Wine wars – Piedmont strikes back
10.10.2019 – Wine Investment –
Well it’s been a long time coming but we are now able to introduce the great POTUS into our weekly column, because finally his tentacles have extended themselves into an area of our direct concern. As all investment advisers should be, we at Amphora are politically agnostic. Just like in any business with a pulse we have heated political discussions amongst ourselves, but we can’t allow individual preferences to interfere with investment advice; we are a broad church so any attempt to publish political bias would be “debated away” at source.

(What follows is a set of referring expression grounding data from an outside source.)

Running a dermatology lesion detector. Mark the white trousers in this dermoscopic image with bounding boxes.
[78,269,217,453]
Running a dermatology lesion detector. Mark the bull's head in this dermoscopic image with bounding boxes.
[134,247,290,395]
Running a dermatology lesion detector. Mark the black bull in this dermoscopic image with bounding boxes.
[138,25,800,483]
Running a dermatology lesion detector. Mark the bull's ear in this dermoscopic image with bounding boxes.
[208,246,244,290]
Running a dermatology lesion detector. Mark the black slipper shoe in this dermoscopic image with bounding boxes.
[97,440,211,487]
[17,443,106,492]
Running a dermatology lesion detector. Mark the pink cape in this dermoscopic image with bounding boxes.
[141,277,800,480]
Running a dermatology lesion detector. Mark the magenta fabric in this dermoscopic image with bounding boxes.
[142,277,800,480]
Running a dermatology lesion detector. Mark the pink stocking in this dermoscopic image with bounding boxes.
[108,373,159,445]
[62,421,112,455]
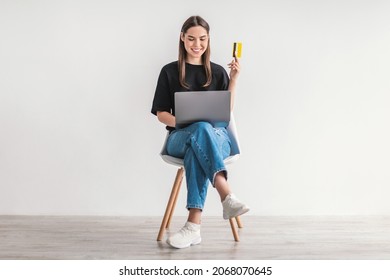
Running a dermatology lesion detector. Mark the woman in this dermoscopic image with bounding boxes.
[152,16,249,248]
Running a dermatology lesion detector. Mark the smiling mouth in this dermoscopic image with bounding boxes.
[191,48,203,53]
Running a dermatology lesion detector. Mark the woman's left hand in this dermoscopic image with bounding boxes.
[228,57,240,80]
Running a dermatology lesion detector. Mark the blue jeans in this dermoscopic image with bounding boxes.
[167,122,230,209]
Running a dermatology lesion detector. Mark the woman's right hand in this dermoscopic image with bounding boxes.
[157,111,176,127]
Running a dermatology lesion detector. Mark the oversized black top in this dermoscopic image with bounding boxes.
[151,61,229,130]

Now, however, tariffs have reared their ugly head, and in case anyone was unaware, the US have given themselves the green light to impose a 25% tax on wines from France, Spain, Germany and Britain, which could come into force as early as the end of this month. We will not devote column inches here to the background to this matter which can easily be found elsewhere, because we are more concerned about the implications within our market place should the tariffs go ahead.
No-one should be in any doubt that the US is an important buyer of fine wines from around the world. They also have a voracious appetite for their own, incidentally, which is why marketability can be quite thin even for those like Opus One and Dominus which are produced in larger quantities. For the likes of Harlan Estates, Sine Qua Non and Screaming Eagle distribution is via the cellar door to a very tight list and woe betide anyone not taking up their annual allocation.
Curiously wines from Italy are not on the tariff list and now is not the time to investigate the nature of Donald Trump’s relationship with Silvio Berlusconi. Suffice to say Piedmont and Tuscany can breathe a sigh of relief, and this makes the recent Liv-ex report into the fine wines of Italy particularly opportune.
It is fair to say that most fine wine investors and collectors know their Super Tuscans, not least because of the way they provided a welcome port in the Bordeaux-correction storm back in 2011. From mid 2013 to early 2016 Masseto 2001 was more expensive than every single First Growth vintage bar the Millennium years, with only Latour 2009 and 2010 occasionally sneaking ahead.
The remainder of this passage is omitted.